Arbonne was the first book of his that I read after the Fionavar books, and this struck me, in no small part because I'd found his treatment of one of his female characters in the first volume, The Summer Tree, to be pretty awful. Where most of the other main characters in the book - a group of Canadian students who travel to a magical fantasy world - gain powers of their own, one of the women sits around being pretty for the entire book, until she's captured by the evil god and raped. I remember almost putting the book down at the time, because it felt as if she'd been put in there exclusively for that (although, unlike, say, Paul Kearney, Kay doesn't lovingly describe it happening).
Now, what happens to the character in the next two books kind of refutes that, but not entirely.
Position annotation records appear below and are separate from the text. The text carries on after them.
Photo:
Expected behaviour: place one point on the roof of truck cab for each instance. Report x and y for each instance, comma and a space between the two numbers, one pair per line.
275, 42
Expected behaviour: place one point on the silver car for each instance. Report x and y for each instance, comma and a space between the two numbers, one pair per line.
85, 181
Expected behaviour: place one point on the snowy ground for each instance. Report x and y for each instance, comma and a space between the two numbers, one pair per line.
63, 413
So I've always wondered if his amazing female characters since then - like the Empress Alixana or the physician Jehane - were intended to make up for that early mistake. Whatever his intentions, Kay's female characters set a standard that every fantasy author should aspire to.
Another notable thing about Kay's books is that, poetic and beautiful as they are, they also don't shy away from warfare and violence (or sex). Much like I said in my laudatory post about Joe Abercrombie's work, Kay allows you to see the violence that characterized these societies, and its effects as they ripple out from one act, seemingly insignificant, without flinching or even reveling in it. The description of what happens to a pair of characters toward the end of The Lions of Al-Rassan, set in an analogue to Moorish Spain, is brutal and heart-rending, but also rings true.
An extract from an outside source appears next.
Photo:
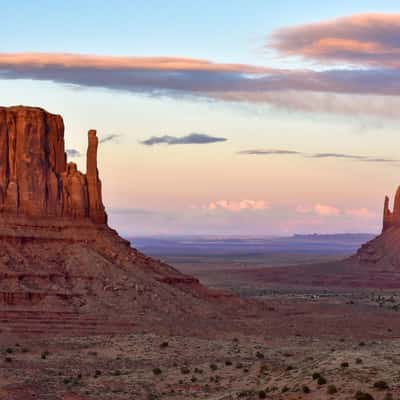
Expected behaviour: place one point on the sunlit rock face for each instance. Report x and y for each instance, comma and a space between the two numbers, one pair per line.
35, 178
If I have any criticism of Kay's work, it's that his style has perhaps become more solidified - I won't say set in its ways: there were a few too many points in River of Stars, his latest, where the omniscient narrator talks about how a character's actions affect the rest of his or her life, or the history of their nation. It was also sometimes difficult to tell why certain characters did certain things; but for all that, the very end of the book was amazing, and like in all of his books, the prose does a fantastic job of conveying the surroundings to the reader.
And that, in the end, is why I believe that every would-be fantasy author should read Guy Gavriel Kay. His prose is amazing, probably the best in the business - the only one I think can come close (and that's because he's funny) is Joe Abercrombie. F Scott Fitzgerald said that a person who wants to write fiction should read six top-flight authors each year - Guy Gavriel Kay should comfortably sit in that rank of writers.